Today’s retrospective is the National Aeronautics and Space Administration (NASA) film “Research Project X-15.” Shot during the mid-1960s at various NASA locations and Edward Air Force Base (AFB) in California, the film highlights the development of not only the X-15, but several of the other previous X planes as well. Interviews with designers, builders, and pilots highlight the narrative history of a program that peeled back the mysteries needing to be solved in order to explore space and visit the moon. Flown by well-known test pilots like Neil Armstrong, Scott Crossfield, Joe Walker, and Pete Knight on 199 total missions, the X-15 was a program far ahead of its time in many ways.

NASA X-15 carried by the NB-52B mothership 52-008 The Challenger and a T-38 Talon chase plane alongside.

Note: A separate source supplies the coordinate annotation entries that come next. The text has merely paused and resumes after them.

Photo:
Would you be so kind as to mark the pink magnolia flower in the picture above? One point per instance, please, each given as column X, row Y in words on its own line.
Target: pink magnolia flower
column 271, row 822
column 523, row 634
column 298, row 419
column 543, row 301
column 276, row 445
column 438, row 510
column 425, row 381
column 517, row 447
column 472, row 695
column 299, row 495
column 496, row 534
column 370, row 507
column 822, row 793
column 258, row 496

Featured prominently in the film are the B-52 motherships The High and Mighty One (NB-52A Air Force serial number 52-003- Balls 3) and The Challenger (NB-52B Air Force serial number 52-008- Balls 8). 52-003 was retired in 1969 and can now be viewed at the Pima County Air Museum in Tucson Arizona. 52-008 remained in service supporting NASA and private space initiatives until December 17th 2004, when the venerable aircraft was retired to gate guard duty at Edwards AFB and replaced by a slightly younger, but far less experienced, B-52H mothership.

X-15A2 (Air Force serial number 56-6671) with external fuel tanks fitted.

The three X-15s were flown to investigate high-speed, high-altitude flight characteristics between June of 1959 and October of 1968. X-15s set world speed records of Mach 6.7 and altitude records of 354,200 feet. Those speed and altitude records stood for almost 40 years. Information gained from the highly successful X-15 program contributed to development of the NASA Mercury, Gemini, Apollo, and Space Shuttle manned space flight programs, as well as development of materials and systems used in high-speed high-altitude aircraft designed and built after the program came to its conclusion. Other programs followed the X-15 but for sheer envelope-pushing the X-15 Research Project was unmatched before or since.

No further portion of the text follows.